SOA as a concept has been around for years, but was only more recently named as such. There are many technologies that can be said to implement SOA - either completely, or aspects of it. CORBA could be said to be one of them, although the term wasn't around when CORBA was created.
CORBA certainly implements are large part of the SOA surface area, but I don't think you could say it does so completely (whatever that means). SOA can be a bit vague.
In addition to the fact already mentioned, that SOA is an architecture, and CORBA a specific implementation.
CORBA doesn't implement SOA
the main difference is that CORBA is Object Oriented or Component Oriented and SOA is Service Oriented
The main technical difference (in my opinion) is that in SOA you pass messages (or data objects) and in CORBA you can pass generic objects (which can have methods) so although you can implement SOA using CORBA (by limiting you self to a subset of the functionality), the standard way of using CORBA isn't service oriented.
The difference between CORBA and SOA is that CORBA is a specific technology, whereas SOA is a style of architecture.
SOA as a concept has been around for years, but was only more recently named as such. There are many technologies that can be said to implement SOA - either completely, or aspects of it. CORBA could be said to be one of them, although the term wasn't around when CORBA was created.
CORBA certainly implements are large part of the SOA surface area, but I don't think you could say it does so completely (whatever that means). SOA can be a bit vague.
While there is no "official" definition of SOA, part of the point of it is to decouple the various services from each other. This includes possibly decoupling the implementation (platform and technology) used in the service. As an example if one exposes a service via WebServices, any client be it java/python/.Net etc... could consume this service - but utilizing a RPC/remote procedure call framework will often tie you into a particular platform/implementation in order to call the service.
Corba does offer some of what SOA promises, but is at best a subset of what SOA is "meant to be"
The main difference though is that SOA is a general architectural concept, while Corba is a technology implementation of the RPC/Remoting concept
Not really. SOA is an architectural style while CORBA is a particular technology with which you can implement SOA.
CORBA and SOA are both architectures. It is wrong to say CORBA it is an implementation. It is not. It is an architecture, a vision of systems build with objects. SOA is also an architecture, a vision of systems build with services. They both are ways to organize your systems as a collection of either objects or services. There are specific implementations for CORBA as well as for SOA.
They are both technologies. They both give you receipts and recommendations for structuring your systems and for managing complexity. There are tools developed by third parties to support these technologies for both of them.
The objects in a Common ORB Architecture (CORBA) provide services so you can think of a translation between Service Oriented Architecture (SOA) and Common ORB Architecture. They are not the same thing, but one can imagine implementing a software system with either the one or the other, making them, from a certain point of view, equivalent.

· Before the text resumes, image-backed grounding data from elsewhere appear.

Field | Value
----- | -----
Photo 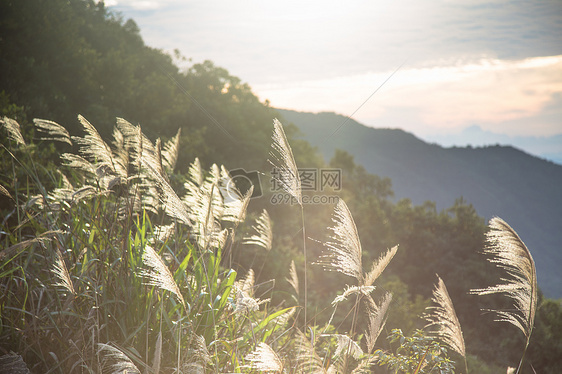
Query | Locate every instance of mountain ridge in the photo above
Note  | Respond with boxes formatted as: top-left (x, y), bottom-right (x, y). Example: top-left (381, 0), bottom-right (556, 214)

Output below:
top-left (277, 108), bottom-right (562, 298)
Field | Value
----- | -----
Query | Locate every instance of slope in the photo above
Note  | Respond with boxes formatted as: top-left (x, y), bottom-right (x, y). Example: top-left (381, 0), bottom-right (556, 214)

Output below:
top-left (277, 108), bottom-right (562, 298)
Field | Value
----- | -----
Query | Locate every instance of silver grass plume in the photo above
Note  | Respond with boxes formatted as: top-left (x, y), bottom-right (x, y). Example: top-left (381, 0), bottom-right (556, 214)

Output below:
top-left (1, 236), bottom-right (51, 262)
top-left (286, 260), bottom-right (299, 297)
top-left (234, 269), bottom-right (270, 313)
top-left (161, 128), bottom-right (181, 173)
top-left (326, 334), bottom-right (363, 360)
top-left (142, 159), bottom-right (191, 226)
top-left (364, 245), bottom-right (398, 287)
top-left (269, 118), bottom-right (301, 205)
top-left (140, 245), bottom-right (186, 309)
top-left (182, 334), bottom-right (210, 374)
top-left (48, 176), bottom-right (75, 208)
top-left (184, 157), bottom-right (204, 195)
top-left (0, 184), bottom-right (13, 200)
top-left (315, 199), bottom-right (363, 282)
top-left (332, 285), bottom-right (375, 306)
top-left (350, 355), bottom-right (379, 374)
top-left (424, 276), bottom-right (466, 359)
top-left (219, 165), bottom-right (252, 224)
top-left (97, 343), bottom-right (141, 374)
top-left (295, 329), bottom-right (327, 374)
top-left (1, 117), bottom-right (26, 146)
top-left (71, 186), bottom-right (98, 203)
top-left (244, 342), bottom-right (284, 373)
top-left (57, 170), bottom-right (73, 190)
top-left (60, 153), bottom-right (96, 177)
top-left (111, 126), bottom-right (129, 175)
top-left (193, 186), bottom-right (224, 249)
top-left (237, 268), bottom-right (256, 296)
top-left (470, 217), bottom-right (537, 372)
top-left (244, 209), bottom-right (273, 251)
top-left (0, 352), bottom-right (32, 374)
top-left (115, 117), bottom-right (158, 171)
top-left (33, 118), bottom-right (72, 145)
top-left (73, 115), bottom-right (121, 176)
top-left (153, 223), bottom-right (176, 243)
top-left (365, 291), bottom-right (392, 353)
top-left (184, 164), bottom-right (224, 224)
top-left (52, 249), bottom-right (75, 295)
top-left (184, 165), bottom-right (233, 249)
top-left (470, 217), bottom-right (537, 339)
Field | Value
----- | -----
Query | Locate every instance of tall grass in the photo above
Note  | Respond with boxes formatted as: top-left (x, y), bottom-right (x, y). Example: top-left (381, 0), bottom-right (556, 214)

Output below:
top-left (0, 116), bottom-right (538, 373)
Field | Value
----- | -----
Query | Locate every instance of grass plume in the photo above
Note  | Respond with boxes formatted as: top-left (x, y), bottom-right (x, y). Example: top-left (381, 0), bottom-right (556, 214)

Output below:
top-left (1, 116), bottom-right (26, 146)
top-left (244, 209), bottom-right (273, 251)
top-left (33, 118), bottom-right (72, 145)
top-left (424, 275), bottom-right (466, 371)
top-left (365, 291), bottom-right (392, 354)
top-left (140, 245), bottom-right (186, 309)
top-left (51, 249), bottom-right (76, 296)
top-left (316, 199), bottom-right (363, 282)
top-left (470, 217), bottom-right (537, 373)
top-left (269, 118), bottom-right (301, 204)
top-left (245, 342), bottom-right (284, 373)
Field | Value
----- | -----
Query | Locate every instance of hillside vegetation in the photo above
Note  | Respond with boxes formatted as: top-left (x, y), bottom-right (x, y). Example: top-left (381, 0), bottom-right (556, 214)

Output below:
top-left (1, 0), bottom-right (561, 373)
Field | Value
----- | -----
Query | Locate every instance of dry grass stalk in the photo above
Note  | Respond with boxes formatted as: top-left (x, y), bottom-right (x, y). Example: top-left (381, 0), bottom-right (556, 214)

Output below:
top-left (329, 334), bottom-right (364, 360)
top-left (332, 285), bottom-right (375, 306)
top-left (97, 343), bottom-right (141, 374)
top-left (74, 115), bottom-right (120, 176)
top-left (0, 184), bottom-right (13, 200)
top-left (424, 276), bottom-right (466, 359)
top-left (316, 199), bottom-right (363, 282)
top-left (52, 249), bottom-right (76, 295)
top-left (142, 159), bottom-right (191, 226)
top-left (182, 334), bottom-right (210, 374)
top-left (234, 269), bottom-right (270, 313)
top-left (269, 118), bottom-right (301, 205)
top-left (161, 128), bottom-right (181, 173)
top-left (286, 259), bottom-right (300, 297)
top-left (140, 245), bottom-right (186, 309)
top-left (470, 217), bottom-right (537, 373)
top-left (60, 153), bottom-right (97, 177)
top-left (1, 116), bottom-right (26, 146)
top-left (245, 342), bottom-right (284, 373)
top-left (470, 217), bottom-right (537, 340)
top-left (33, 118), bottom-right (72, 145)
top-left (220, 165), bottom-right (252, 224)
top-left (244, 209), bottom-right (273, 251)
top-left (365, 291), bottom-right (392, 354)
top-left (295, 329), bottom-right (327, 374)
top-left (364, 245), bottom-right (398, 287)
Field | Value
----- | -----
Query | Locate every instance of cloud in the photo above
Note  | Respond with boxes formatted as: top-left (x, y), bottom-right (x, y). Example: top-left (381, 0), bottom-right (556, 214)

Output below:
top-left (256, 55), bottom-right (562, 138)
top-left (109, 1), bottom-right (562, 83)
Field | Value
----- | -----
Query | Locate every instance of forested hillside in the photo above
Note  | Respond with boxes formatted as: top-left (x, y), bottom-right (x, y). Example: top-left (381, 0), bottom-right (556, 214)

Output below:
top-left (278, 108), bottom-right (562, 298)
top-left (1, 1), bottom-right (561, 373)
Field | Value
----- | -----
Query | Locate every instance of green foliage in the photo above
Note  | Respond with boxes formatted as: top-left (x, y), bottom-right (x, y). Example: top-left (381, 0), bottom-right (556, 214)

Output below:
top-left (375, 329), bottom-right (457, 374)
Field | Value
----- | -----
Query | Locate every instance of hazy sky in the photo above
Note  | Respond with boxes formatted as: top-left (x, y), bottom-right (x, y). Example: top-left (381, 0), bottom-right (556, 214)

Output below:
top-left (107, 0), bottom-right (562, 159)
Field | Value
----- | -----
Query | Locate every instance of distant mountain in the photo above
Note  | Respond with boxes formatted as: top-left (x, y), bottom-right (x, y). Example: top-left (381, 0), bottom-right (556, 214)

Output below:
top-left (277, 108), bottom-right (562, 298)
top-left (422, 125), bottom-right (562, 165)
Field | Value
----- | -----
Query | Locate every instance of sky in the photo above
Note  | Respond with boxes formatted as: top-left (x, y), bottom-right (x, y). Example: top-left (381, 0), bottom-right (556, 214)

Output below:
top-left (106, 0), bottom-right (562, 162)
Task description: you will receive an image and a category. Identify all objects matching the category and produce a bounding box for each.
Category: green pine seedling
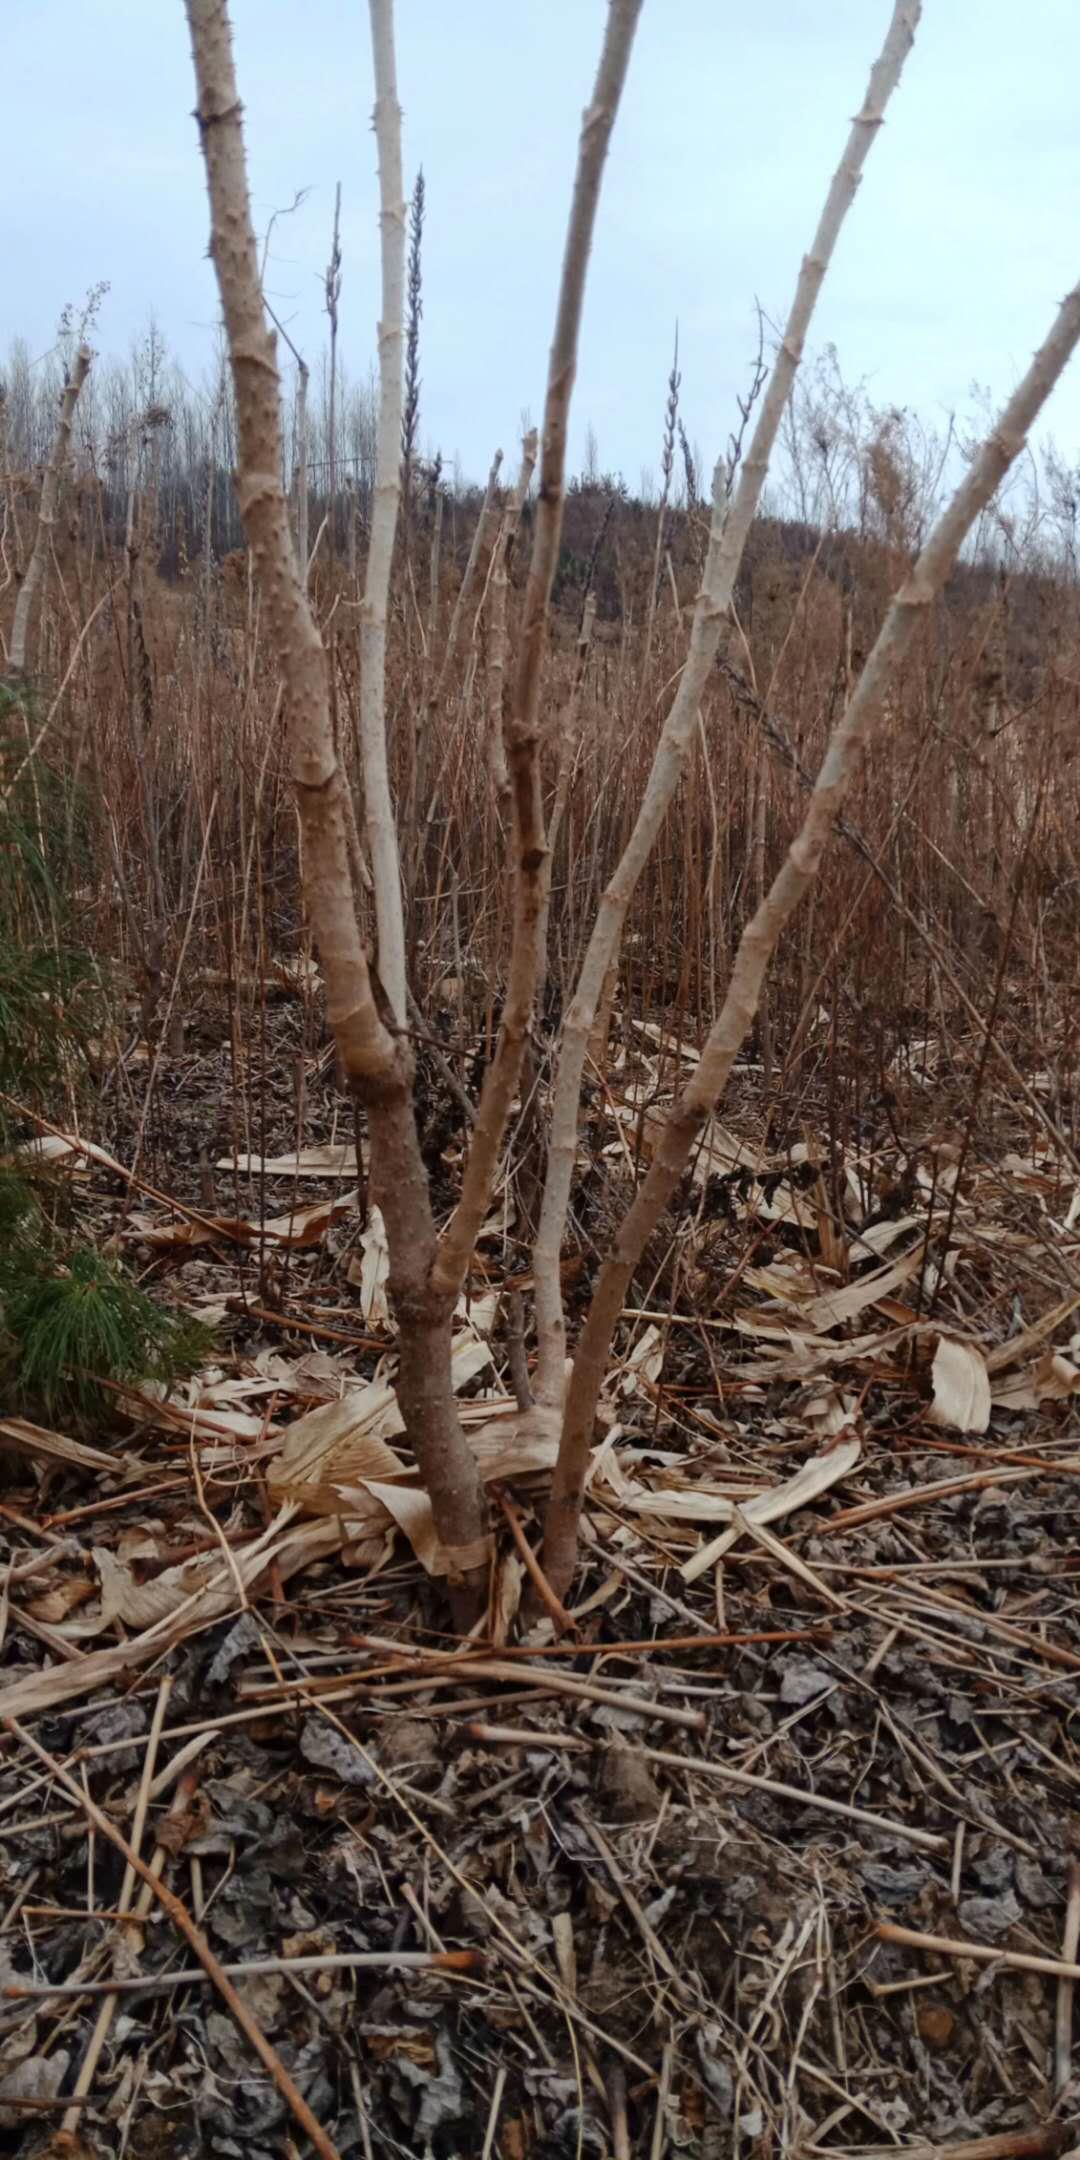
[0,1245,213,1426]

They are not the same thing in the same way as Object Oriented Programming and Structured Programming or Functional Programming are not the same thing, although one could use any of the above mentioned programming styles to implement a certain functionality.
They are inherently different because one depends on the technology (CORBA) and the other doesn't.
- CORBA is an open standard developed by the OMG (Object Management Group) for the use ORB (object request broker) middleware with a great focus on interoperability (software platforms, hardware platforms and programming languages).
- SOA is a style of software design where services are provided to the other components by application components, through a communication protocol over a network. The basic principles of service-oriented architecture are independent of vendors, products and technologies.
I had the same doubt as you because the definition of SOA is too broad and I can see many concepts of CORBA can be mapped naturaly to SOA's terminology. For example in CORBA, clients (objects) ask to servers (also objects) to do some work through a communication protocol over a network. Moreover CORBA implementations provide general services like logging and event support. I think this link summarizes the relation between CORBA and SOA:
The first service-oriented architecture for many people in the past was with the use of Object Request Brokers (ORBs) based on the CORBA specification. The CORBA specification is responsible for really increasing the awareness of service-oriented architectures.